Thursday, February 14, 2008

Blood Simple

Blood Simple; crime grotesque, USA, 1984; D: Joel Coen, S: John Getz, Frances McDormand, Dan Hedaya, M. Emmet Walsh, Samm-Art Williams, Deborah Neumann
Marty, the owner of a bar in Texas, hires a private detective to eliminate his wife Abby as a punishment for sleeping with Ray, his employee. But the plans of the revengeful husband soon become a farce when the detective eliminates him instead, while the couple gets plagued by doubt and fear. But since the detective forgot his lighter at Marty's bar and (mistakenly) thinks that Ray has it, he shoots him in his apartment. But Abby mistakes the detective for Marty and shoots him.
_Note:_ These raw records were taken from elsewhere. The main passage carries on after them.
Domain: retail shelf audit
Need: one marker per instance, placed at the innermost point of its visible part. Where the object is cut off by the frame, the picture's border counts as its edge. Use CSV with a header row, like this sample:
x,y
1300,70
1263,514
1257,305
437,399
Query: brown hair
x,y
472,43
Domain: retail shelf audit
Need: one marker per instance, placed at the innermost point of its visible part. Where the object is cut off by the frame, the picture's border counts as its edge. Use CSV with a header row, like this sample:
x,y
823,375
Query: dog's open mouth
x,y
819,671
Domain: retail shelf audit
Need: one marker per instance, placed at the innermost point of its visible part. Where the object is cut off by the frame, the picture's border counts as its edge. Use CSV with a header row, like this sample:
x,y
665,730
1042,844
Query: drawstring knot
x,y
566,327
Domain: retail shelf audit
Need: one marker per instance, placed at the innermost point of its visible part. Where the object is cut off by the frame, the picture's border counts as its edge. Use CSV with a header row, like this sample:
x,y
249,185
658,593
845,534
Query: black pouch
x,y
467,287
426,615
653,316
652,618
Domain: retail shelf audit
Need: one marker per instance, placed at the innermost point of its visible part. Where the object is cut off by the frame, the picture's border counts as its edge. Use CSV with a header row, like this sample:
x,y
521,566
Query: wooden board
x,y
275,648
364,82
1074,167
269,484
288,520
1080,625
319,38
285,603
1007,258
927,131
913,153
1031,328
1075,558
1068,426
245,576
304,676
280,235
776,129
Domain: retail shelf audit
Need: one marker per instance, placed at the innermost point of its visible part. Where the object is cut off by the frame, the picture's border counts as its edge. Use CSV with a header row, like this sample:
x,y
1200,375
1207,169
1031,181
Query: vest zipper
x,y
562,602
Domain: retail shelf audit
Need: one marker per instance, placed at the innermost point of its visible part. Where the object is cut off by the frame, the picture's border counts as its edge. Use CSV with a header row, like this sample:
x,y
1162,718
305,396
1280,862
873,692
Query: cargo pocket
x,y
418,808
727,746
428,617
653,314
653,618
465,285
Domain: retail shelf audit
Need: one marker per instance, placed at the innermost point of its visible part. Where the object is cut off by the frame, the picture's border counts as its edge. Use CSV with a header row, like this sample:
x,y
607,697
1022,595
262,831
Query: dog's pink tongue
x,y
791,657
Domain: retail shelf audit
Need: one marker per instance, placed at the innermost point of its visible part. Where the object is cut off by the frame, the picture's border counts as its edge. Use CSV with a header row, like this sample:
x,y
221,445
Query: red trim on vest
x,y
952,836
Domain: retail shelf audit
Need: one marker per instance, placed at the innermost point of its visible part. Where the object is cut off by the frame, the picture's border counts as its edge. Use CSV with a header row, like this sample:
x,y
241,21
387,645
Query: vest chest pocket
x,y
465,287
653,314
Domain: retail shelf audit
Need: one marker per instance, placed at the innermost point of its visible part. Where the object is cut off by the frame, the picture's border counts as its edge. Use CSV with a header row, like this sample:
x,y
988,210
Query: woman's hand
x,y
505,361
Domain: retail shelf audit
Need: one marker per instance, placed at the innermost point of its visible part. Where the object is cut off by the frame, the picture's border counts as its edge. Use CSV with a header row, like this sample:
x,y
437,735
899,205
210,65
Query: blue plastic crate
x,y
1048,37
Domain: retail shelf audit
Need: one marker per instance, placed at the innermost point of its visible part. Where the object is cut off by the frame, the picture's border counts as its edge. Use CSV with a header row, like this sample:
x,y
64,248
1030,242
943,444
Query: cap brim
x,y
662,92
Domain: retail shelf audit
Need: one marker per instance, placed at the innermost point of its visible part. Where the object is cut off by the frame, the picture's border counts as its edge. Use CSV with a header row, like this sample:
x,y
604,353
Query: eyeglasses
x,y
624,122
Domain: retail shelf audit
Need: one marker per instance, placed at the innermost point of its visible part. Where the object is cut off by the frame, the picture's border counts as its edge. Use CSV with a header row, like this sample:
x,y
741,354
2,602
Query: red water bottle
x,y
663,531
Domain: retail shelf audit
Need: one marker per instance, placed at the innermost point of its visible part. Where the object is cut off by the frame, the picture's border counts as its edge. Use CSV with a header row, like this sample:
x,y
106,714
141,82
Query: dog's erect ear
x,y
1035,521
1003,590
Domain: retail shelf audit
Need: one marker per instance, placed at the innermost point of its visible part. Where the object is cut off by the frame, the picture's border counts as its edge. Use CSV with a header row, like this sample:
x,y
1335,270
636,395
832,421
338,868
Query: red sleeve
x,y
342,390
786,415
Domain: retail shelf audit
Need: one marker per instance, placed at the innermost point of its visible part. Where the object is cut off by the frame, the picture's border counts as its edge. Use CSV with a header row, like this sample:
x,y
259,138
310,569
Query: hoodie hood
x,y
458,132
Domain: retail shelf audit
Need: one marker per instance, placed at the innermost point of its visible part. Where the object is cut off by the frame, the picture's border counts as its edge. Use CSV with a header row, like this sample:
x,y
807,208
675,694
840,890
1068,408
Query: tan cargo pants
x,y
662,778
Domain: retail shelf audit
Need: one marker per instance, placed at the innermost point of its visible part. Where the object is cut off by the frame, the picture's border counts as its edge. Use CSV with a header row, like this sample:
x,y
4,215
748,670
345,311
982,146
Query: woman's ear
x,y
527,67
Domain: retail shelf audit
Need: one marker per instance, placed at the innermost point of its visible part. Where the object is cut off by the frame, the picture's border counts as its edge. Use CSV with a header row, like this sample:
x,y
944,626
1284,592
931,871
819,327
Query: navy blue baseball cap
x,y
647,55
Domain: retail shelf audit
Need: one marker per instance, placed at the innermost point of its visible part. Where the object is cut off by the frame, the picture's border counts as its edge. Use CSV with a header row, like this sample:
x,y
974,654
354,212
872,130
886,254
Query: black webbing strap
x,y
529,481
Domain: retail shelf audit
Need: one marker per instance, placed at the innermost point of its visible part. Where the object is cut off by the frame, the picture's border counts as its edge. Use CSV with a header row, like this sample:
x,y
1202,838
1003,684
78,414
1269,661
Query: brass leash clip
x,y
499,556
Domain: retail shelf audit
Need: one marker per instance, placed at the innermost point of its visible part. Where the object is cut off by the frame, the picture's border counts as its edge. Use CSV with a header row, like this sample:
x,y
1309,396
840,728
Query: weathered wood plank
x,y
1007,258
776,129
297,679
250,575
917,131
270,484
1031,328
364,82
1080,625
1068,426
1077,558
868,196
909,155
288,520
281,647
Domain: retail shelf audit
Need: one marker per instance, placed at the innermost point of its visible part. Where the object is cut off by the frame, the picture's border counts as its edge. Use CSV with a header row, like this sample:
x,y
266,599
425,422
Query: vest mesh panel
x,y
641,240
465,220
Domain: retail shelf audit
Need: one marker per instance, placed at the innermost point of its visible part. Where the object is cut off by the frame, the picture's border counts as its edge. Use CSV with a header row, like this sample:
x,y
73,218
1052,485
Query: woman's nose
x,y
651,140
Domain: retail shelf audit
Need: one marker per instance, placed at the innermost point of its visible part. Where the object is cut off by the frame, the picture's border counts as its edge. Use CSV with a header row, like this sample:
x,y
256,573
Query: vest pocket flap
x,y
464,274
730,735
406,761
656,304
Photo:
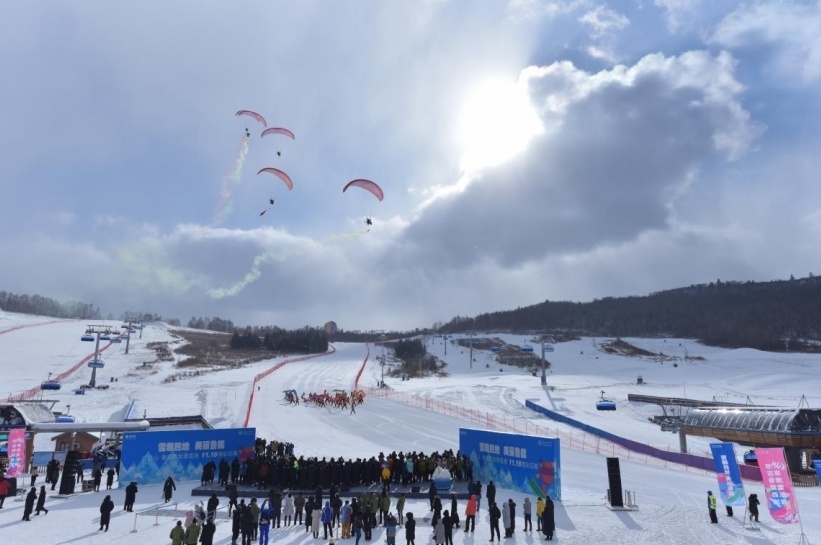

"Blood Simple" is the directorial debut of the Coen brothers that immediately caught them on right foot and proved to be a great contribution in their full, thoroughbred crime element. In this shining cult achievement, one of the best films of the 80s, Joel and Ethan Coen faultlessly enjoy crafting a humorous noir film filled with irony and cynical touch, but such laughter can get stuck the viewer's throat - since it's always dreadfully realistic. The violence is so stylized that it's neither attractive nor repulsing, the style and the esoteric mood - created thanks to the play with shadows and dimmed lights - are perfect, and a fantastic fun, while the smooth surreal details just give another reason for pleasure. A rare jewel. Later on they tried to give even further contributions to the theme, but never somehow repeated the magic feeling of this grotesque. There is a whole bunch of creepy scenes: Ray (Getz) painstakingly buries the half-dead, half-alive owner of the bar, thus the soil above him still moves, in an expressionistic 15 minute sequence almost without any dialogues; in the suspenseful attempt of kidnapping the music becomes unbearably loud; Ray has an affair with the married Abby and her husband, Marty, calls him on the phone and asks him: "Are you having fun?". M. Emmet Walsh achieved the role of a lifetime as the sleazy detective Visser, who is one of the greatest cynical characters in cinema - almost every of his lines is a classic: in one particular, Visser presents to Marty the photo of his wife in bed, having an affair, and jokingly adds: "I know a place where you can get this framed!" It is amazing someone dared to finance this minimalistic independent film by the first time directors and then "nobodies", the Coens, but sometimes things just end up the way they should, since this overstretched, but delicious classic is simply meticulous.